Lee Mellon y Roy Earle venían charlando por el sendero que subía desde la cabaña de abajo.
—Tenías razón, amigo Mellon —le comentaba Roy Earle—. No ha sido tan malo como la última vez. Esa manta me ha ayudado mucho.
—Te lo había dicho, ¿no? —dijo Lee Mellon.
—Sí, pero no te había creído.
—Has de tener más fe —dijo Lee Mellon.
—Es muy difícil tener fe cuando todo el mundo intenta encerrarte —aseguró Roy Earle.
Entonces llegaron donde estábamos nosotros.
—Buenos días —dijo alegremente Roy Earle.
Se movía como si tuviera los músculos entumecidos, pero su estado mental parecía mucho mejor.
—Qué tal —dijo Lee Mellon.
Se acercó a Elizabeth y la besó en la boca. Se abrazaron.
Yo contemplé los caimanes del estanque. El setenta y cinco por ciento de sus ojos me miraban.
Desayunamos.
Roy Earle tomó un desayuno muy abundante con nosotros y luego volvió a comportarse como un chalado. La comida parecía alimentar su locura.
—Nadie encontrará el dinero —espetó Roy Earle—. Lo enterré.
—A tomar por culo tu dinero —espetó alguien: yo.
Roy comenzó a hurgar por entre las rocas de la chimenea y encontró algo oculto detrás de una de ellas. Estaba envuelto en un plástico.
Roy lo sacó del plástico, lo miró muy atentamente, lo olió y dijo:
—Esto parece marihuana.
Lee Mellon se le acercó.
—Déjame echar un vistazo. —Le echó un vistazo—. Es orégano —le dijo a Roy Earle.
—Pues a mí me parece marihuana.
—Es orégano.
—Te apuesto mil dólares a que es hierba —dijo Roy Earle.
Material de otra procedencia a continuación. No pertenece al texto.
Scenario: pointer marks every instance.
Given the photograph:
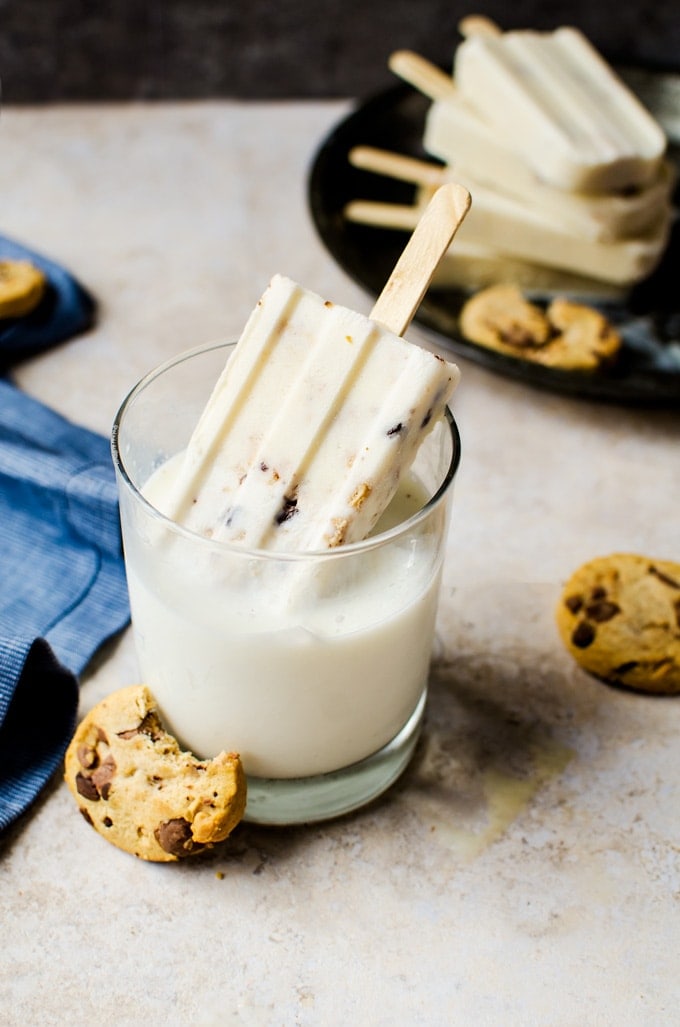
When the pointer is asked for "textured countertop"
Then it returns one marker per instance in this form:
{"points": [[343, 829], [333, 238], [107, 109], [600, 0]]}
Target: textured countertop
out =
{"points": [[526, 869]]}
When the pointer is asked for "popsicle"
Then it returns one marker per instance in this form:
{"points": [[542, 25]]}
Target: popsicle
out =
{"points": [[553, 100], [456, 135], [511, 228], [319, 410]]}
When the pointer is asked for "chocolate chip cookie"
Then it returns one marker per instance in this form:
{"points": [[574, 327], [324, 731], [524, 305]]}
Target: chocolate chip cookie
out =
{"points": [[136, 787], [619, 618], [566, 335], [22, 288]]}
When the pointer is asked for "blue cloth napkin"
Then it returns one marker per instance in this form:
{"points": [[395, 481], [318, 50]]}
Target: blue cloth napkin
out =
{"points": [[65, 310], [63, 586]]}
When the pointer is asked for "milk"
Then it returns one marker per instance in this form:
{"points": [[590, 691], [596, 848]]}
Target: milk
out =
{"points": [[302, 666]]}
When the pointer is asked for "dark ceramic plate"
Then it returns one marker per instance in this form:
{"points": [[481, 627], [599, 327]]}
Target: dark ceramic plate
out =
{"points": [[647, 372]]}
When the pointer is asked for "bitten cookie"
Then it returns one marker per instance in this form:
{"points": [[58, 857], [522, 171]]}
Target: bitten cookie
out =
{"points": [[619, 618], [136, 787], [566, 335], [22, 288]]}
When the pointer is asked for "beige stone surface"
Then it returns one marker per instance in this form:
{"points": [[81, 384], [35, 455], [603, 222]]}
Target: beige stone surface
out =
{"points": [[526, 869]]}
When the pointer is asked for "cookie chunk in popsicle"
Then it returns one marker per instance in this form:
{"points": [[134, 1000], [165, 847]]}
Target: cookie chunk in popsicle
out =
{"points": [[319, 410]]}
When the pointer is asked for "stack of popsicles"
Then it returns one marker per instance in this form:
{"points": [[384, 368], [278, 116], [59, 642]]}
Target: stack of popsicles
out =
{"points": [[566, 167]]}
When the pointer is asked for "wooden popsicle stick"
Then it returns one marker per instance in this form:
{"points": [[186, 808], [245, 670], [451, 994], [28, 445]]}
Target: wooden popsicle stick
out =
{"points": [[397, 165], [422, 74], [368, 212], [478, 25], [413, 272]]}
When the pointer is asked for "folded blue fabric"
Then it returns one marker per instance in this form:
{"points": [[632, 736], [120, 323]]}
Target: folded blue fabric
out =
{"points": [[66, 309], [63, 586]]}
—No, es orégano. Muy bueno con los espaguetis —aseguró Lee Mellon—. Lo pondré en la cocina. La próxima vez que hagamos espaguetis lo utilizaremos.
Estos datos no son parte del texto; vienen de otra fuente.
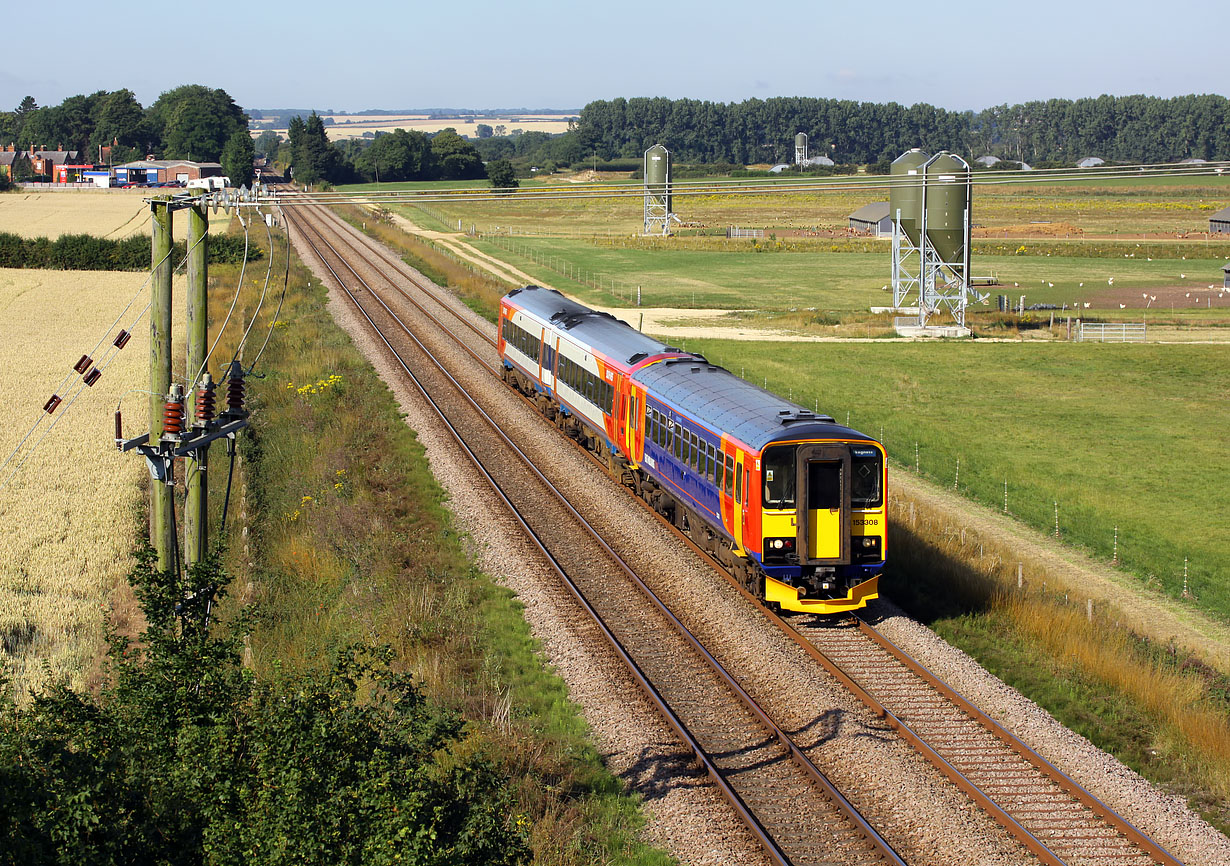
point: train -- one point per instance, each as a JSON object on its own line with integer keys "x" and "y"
{"x": 792, "y": 503}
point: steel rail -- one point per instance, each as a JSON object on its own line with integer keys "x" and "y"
{"x": 797, "y": 755}
{"x": 1067, "y": 782}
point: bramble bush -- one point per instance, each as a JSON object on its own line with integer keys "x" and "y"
{"x": 185, "y": 757}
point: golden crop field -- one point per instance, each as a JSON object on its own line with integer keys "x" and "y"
{"x": 105, "y": 213}
{"x": 70, "y": 513}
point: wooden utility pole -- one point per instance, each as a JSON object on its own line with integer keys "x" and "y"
{"x": 196, "y": 511}
{"x": 161, "y": 502}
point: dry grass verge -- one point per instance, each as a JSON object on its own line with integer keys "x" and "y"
{"x": 1148, "y": 700}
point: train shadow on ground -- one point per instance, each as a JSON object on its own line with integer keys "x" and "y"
{"x": 930, "y": 583}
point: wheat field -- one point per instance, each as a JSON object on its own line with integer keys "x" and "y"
{"x": 71, "y": 512}
{"x": 105, "y": 213}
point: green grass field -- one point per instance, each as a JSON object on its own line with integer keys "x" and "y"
{"x": 1119, "y": 436}
{"x": 846, "y": 281}
{"x": 1124, "y": 208}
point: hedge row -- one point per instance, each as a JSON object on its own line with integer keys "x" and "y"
{"x": 86, "y": 252}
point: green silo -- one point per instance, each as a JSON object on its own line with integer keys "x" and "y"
{"x": 907, "y": 194}
{"x": 657, "y": 176}
{"x": 947, "y": 196}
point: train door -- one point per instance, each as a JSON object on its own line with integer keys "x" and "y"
{"x": 824, "y": 507}
{"x": 741, "y": 491}
{"x": 634, "y": 422}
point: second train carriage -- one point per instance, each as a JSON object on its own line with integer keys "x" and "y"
{"x": 790, "y": 501}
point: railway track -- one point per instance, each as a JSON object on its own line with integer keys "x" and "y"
{"x": 1044, "y": 810}
{"x": 787, "y": 803}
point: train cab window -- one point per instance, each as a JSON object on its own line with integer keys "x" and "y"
{"x": 866, "y": 472}
{"x": 779, "y": 471}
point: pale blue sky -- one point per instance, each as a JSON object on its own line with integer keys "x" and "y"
{"x": 535, "y": 54}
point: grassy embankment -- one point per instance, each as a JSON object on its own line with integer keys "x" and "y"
{"x": 346, "y": 538}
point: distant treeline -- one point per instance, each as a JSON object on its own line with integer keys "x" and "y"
{"x": 86, "y": 252}
{"x": 723, "y": 138}
{"x": 1117, "y": 128}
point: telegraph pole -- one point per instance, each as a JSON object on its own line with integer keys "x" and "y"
{"x": 161, "y": 501}
{"x": 196, "y": 511}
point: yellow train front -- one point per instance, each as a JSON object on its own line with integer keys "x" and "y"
{"x": 792, "y": 503}
{"x": 795, "y": 500}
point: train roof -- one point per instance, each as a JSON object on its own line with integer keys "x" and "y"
{"x": 611, "y": 337}
{"x": 718, "y": 399}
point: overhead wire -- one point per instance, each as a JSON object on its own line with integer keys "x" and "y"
{"x": 239, "y": 287}
{"x": 285, "y": 283}
{"x": 90, "y": 354}
{"x": 265, "y": 289}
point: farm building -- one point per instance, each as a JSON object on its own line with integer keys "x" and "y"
{"x": 7, "y": 158}
{"x": 1220, "y": 220}
{"x": 42, "y": 161}
{"x": 873, "y": 219}
{"x": 165, "y": 171}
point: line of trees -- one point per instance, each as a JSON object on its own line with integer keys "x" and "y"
{"x": 1117, "y": 128}
{"x": 192, "y": 122}
{"x": 400, "y": 155}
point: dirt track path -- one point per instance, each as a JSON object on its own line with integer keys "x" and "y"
{"x": 1144, "y": 610}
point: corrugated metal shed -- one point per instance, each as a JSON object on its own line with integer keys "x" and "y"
{"x": 872, "y": 218}
{"x": 721, "y": 400}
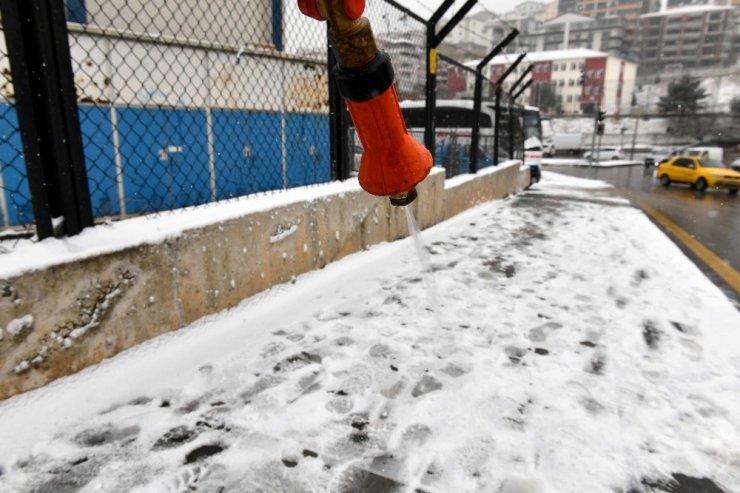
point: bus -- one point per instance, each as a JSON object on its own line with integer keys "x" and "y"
{"x": 533, "y": 142}
{"x": 453, "y": 132}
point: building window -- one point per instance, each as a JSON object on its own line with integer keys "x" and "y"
{"x": 76, "y": 11}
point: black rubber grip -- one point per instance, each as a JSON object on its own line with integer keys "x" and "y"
{"x": 367, "y": 82}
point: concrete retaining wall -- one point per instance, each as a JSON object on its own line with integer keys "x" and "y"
{"x": 59, "y": 320}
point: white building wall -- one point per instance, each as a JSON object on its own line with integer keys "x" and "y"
{"x": 628, "y": 89}
{"x": 566, "y": 79}
{"x": 187, "y": 19}
{"x": 609, "y": 101}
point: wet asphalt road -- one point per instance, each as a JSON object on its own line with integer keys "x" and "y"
{"x": 712, "y": 218}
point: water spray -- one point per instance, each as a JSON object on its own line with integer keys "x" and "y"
{"x": 393, "y": 162}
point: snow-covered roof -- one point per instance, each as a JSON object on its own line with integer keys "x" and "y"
{"x": 566, "y": 18}
{"x": 542, "y": 56}
{"x": 689, "y": 9}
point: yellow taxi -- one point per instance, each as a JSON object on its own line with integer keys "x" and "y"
{"x": 701, "y": 173}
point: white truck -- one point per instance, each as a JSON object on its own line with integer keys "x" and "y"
{"x": 713, "y": 153}
{"x": 566, "y": 143}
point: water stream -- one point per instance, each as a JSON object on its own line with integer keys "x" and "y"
{"x": 443, "y": 343}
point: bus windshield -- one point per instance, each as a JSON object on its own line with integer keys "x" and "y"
{"x": 532, "y": 124}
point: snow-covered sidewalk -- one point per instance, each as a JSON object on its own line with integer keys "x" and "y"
{"x": 557, "y": 341}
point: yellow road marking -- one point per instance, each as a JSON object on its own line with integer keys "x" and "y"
{"x": 719, "y": 266}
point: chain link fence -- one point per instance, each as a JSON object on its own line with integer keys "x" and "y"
{"x": 186, "y": 103}
{"x": 15, "y": 198}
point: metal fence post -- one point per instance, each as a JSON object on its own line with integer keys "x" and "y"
{"x": 338, "y": 125}
{"x": 433, "y": 41}
{"x": 46, "y": 101}
{"x": 477, "y": 103}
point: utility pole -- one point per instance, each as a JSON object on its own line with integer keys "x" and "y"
{"x": 593, "y": 136}
{"x": 434, "y": 39}
{"x": 478, "y": 101}
{"x": 638, "y": 113}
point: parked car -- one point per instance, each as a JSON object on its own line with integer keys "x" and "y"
{"x": 713, "y": 153}
{"x": 699, "y": 173}
{"x": 665, "y": 154}
{"x": 566, "y": 143}
{"x": 605, "y": 153}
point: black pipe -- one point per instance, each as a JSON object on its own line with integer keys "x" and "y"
{"x": 478, "y": 98}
Lee Mellon se llevó la hierba a la cocina. Roy Earle se encogió de hombros. El resto del día transcurrió pacíficamente. Elizabeth estaba hermosa. Elaine estaba nerviosa. Roy Earle estaba absorto contemplando los caimanes.
Los miraba y sonreía, y pasó el resto del día callado y divertido hasta la puesta de sol. DE REPENTE clavó los ojos en el estanque y dijo con una voz llena de terremotos, pestilencia y apocalipsis:
—¡DIOS MÍO, SON CAIMANES!
Lee Mellon se lo llevó de allí. Roy estaba totalmente destrozado.
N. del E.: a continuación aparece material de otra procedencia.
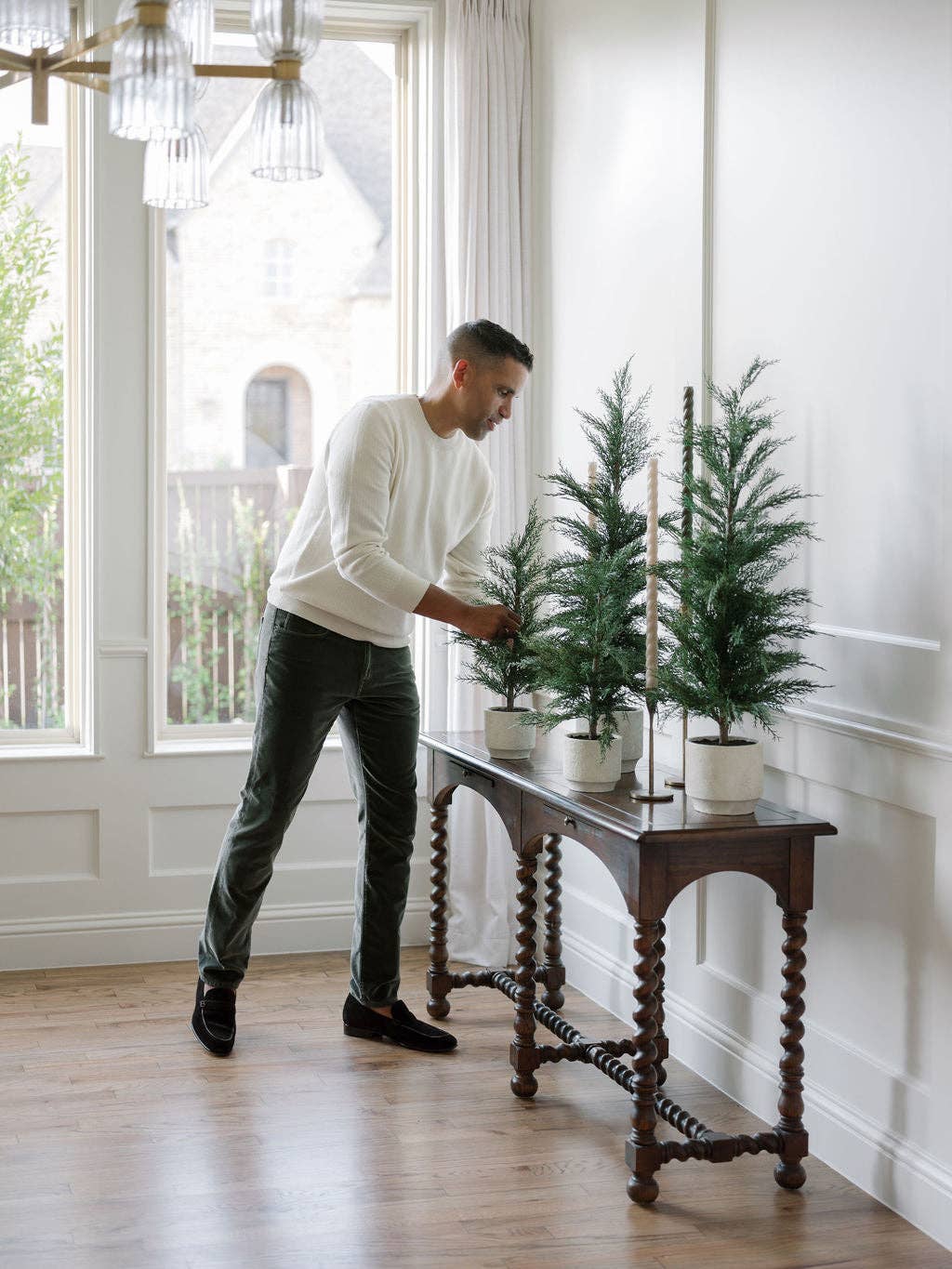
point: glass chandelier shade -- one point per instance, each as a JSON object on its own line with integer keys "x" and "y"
{"x": 287, "y": 135}
{"x": 287, "y": 28}
{"x": 152, "y": 86}
{"x": 177, "y": 171}
{"x": 28, "y": 24}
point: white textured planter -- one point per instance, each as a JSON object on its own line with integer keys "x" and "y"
{"x": 631, "y": 727}
{"x": 583, "y": 765}
{"x": 507, "y": 736}
{"x": 723, "y": 779}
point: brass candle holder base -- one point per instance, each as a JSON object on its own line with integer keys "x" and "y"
{"x": 673, "y": 782}
{"x": 650, "y": 796}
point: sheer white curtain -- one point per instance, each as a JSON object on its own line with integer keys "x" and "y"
{"x": 483, "y": 271}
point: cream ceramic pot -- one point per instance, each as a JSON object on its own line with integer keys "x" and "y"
{"x": 583, "y": 765}
{"x": 723, "y": 779}
{"x": 631, "y": 727}
{"x": 507, "y": 736}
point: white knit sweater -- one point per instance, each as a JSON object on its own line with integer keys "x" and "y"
{"x": 390, "y": 508}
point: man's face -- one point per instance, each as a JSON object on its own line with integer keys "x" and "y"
{"x": 486, "y": 391}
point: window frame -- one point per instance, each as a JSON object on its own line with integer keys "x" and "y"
{"x": 77, "y": 737}
{"x": 410, "y": 27}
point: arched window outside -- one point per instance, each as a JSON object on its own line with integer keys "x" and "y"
{"x": 267, "y": 421}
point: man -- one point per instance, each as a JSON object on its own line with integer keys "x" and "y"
{"x": 400, "y": 499}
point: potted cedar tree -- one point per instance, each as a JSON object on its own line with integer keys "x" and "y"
{"x": 517, "y": 575}
{"x": 583, "y": 663}
{"x": 604, "y": 523}
{"x": 734, "y": 629}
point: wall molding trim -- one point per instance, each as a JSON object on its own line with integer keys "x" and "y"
{"x": 867, "y": 727}
{"x": 924, "y": 645}
{"x": 138, "y": 938}
{"x": 888, "y": 1167}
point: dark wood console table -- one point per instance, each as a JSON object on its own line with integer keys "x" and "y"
{"x": 653, "y": 853}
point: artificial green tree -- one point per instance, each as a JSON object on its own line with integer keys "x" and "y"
{"x": 583, "y": 657}
{"x": 603, "y": 522}
{"x": 518, "y": 576}
{"x": 733, "y": 628}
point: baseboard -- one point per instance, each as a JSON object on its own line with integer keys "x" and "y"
{"x": 132, "y": 938}
{"x": 892, "y": 1169}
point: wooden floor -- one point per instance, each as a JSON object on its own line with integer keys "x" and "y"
{"x": 125, "y": 1144}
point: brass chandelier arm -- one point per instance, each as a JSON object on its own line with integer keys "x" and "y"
{"x": 16, "y": 62}
{"x": 98, "y": 83}
{"x": 69, "y": 54}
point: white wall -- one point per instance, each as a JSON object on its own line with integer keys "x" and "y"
{"x": 830, "y": 250}
{"x": 108, "y": 858}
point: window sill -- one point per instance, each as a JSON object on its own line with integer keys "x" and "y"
{"x": 44, "y": 751}
{"x": 214, "y": 745}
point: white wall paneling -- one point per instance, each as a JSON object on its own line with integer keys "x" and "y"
{"x": 803, "y": 194}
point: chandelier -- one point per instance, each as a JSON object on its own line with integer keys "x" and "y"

—Son caimanes. Son caimanes. Son caimanes —repetía una y otra vez hasta que dejamos de oírlo.
Lee Mellon se lo llevó y lo dejó donde lo había tenido encerrado. No sé dónde podía ser. Ni siquiera quería pensar en ello: una bandera confederada sobre Zurich.
* * *
Vio unos soldados de la Unión que se acercaban a través de la maleza. Se tiró al suelo y fingió que estaba muerto, aunque si hubiera estado muerto y fingido estar vivo habría dado lo mismo. Los soldados de la Unión estaban tan asustados que no lo vieron. De todos modos, ninguno de ellos iba armado. Habían tirado sus armas y estaban buscando a un confederado para rendirse. Naturalmente, Augustus Mellon no lo sabía, tendido en el suelo como estaba, con los ojos fingiendo estar cerrados para siempre y la respiración ahora silenciada.